I know Woodley caught that name for the murder as if floated through the diner, because I saw him wince. I was pleased to learn he could be gotten to.
“You can open the salon again on Saturday unless the forensics people find any new evidence that might need more exploration. You can’t have the dyes and other chemicals back though. The lab is still doing tests, trying to determine what the poison is. To be honest there won’t be much left that’s usable.”
“Isn’t that police brutality?”
“It’s official procedure.” He turned his coffee cup on the saucer. “You seem rather cheerful about it. I’d expected you to be righteously indignant.”
“More like justified. No matter what the Sheriff said I was sure that there was no way I’d get that stuff back, which is why I made a fuss about them not taking the tools. I called in an order for a new batch last night and that will be here in a day or two. Meantime, I’m pleased that we can get back to cutting hair. I doubt we’ll do much hair coloring for a time anyway.”
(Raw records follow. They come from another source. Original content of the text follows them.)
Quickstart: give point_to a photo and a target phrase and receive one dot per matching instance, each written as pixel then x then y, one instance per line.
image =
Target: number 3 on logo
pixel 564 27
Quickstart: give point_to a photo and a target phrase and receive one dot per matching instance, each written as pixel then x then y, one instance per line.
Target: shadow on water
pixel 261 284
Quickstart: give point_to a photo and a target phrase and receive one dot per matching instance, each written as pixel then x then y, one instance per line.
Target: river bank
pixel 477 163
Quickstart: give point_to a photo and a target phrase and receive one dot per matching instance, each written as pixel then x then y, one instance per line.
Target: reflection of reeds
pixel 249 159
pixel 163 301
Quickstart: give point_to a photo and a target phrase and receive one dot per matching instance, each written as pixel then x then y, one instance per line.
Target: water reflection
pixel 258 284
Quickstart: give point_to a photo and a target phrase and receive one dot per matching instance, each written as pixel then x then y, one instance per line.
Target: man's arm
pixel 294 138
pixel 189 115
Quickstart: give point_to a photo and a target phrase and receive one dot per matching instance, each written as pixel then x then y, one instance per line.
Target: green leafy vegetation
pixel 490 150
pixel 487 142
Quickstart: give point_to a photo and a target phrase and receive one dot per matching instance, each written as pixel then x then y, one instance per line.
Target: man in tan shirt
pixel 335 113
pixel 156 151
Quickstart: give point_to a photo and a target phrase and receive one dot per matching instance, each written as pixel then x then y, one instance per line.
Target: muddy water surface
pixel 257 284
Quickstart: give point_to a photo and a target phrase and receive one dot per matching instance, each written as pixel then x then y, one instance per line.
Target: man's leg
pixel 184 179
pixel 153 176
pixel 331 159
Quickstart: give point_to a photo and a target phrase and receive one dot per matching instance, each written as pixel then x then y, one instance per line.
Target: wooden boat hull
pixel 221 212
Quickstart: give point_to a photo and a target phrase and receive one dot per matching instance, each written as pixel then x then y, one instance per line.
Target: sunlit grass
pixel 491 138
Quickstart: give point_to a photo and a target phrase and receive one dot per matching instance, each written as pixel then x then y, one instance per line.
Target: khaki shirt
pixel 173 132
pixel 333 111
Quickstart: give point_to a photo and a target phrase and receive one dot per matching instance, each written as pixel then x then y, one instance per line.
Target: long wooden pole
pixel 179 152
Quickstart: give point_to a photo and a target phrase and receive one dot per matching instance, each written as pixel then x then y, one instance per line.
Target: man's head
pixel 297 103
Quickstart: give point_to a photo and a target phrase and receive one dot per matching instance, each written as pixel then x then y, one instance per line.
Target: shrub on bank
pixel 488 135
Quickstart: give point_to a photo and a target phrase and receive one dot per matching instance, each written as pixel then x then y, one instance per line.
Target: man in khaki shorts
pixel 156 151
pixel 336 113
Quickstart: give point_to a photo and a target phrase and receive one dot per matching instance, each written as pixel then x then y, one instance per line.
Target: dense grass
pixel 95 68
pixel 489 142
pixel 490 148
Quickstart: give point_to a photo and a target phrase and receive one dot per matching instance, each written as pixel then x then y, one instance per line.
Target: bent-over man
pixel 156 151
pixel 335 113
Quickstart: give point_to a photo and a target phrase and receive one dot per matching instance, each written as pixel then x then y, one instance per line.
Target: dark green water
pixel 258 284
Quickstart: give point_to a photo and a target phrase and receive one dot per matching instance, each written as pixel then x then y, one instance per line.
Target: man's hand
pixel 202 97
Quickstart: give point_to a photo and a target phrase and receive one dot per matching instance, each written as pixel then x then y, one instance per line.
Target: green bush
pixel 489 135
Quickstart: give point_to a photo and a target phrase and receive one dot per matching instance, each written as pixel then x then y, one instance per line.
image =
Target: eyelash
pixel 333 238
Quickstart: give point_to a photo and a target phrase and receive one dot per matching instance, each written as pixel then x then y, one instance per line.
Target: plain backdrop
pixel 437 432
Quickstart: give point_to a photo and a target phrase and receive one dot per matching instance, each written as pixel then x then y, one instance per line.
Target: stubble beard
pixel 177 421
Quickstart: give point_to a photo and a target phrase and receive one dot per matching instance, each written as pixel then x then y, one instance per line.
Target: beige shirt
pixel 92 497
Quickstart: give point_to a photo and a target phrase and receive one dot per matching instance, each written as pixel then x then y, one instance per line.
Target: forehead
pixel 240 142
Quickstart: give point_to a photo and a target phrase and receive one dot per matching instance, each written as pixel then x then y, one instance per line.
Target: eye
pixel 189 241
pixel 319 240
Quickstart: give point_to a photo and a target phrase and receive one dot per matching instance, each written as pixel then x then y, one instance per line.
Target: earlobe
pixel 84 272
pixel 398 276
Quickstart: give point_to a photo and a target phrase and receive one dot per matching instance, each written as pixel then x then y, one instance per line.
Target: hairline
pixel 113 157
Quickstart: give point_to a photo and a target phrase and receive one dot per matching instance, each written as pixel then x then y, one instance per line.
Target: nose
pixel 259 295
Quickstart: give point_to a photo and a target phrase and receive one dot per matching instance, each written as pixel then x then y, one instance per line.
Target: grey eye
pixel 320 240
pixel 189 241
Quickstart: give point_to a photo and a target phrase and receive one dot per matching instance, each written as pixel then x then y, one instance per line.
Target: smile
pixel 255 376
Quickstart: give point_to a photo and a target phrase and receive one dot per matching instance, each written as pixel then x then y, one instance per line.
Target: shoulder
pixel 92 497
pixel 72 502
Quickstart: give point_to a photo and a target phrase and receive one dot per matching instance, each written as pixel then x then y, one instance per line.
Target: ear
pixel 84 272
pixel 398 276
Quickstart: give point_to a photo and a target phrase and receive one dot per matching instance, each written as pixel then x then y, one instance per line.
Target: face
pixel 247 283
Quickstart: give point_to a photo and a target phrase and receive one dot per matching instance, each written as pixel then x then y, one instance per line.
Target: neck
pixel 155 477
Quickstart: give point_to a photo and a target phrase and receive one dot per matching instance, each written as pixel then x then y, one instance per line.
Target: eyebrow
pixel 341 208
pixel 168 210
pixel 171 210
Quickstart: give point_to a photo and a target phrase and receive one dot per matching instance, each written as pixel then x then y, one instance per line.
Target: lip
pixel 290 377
“Tanner mentioned something… you told him that you heard something in the salon the night before.”
I smiled. “I’m pleasantly surprised he remembered. He didn’t seem particularly interested.”
“He wasn’t.” Woodley winked. “I was giving him a rough time, suggesting that he wasn’t telling me everything he’d learned, and that he was filtering things, so he tossed that out as a bone.”
“And you think…”
“What I think is that I want to hear the facts, preferably without your assumptions or conclusions.”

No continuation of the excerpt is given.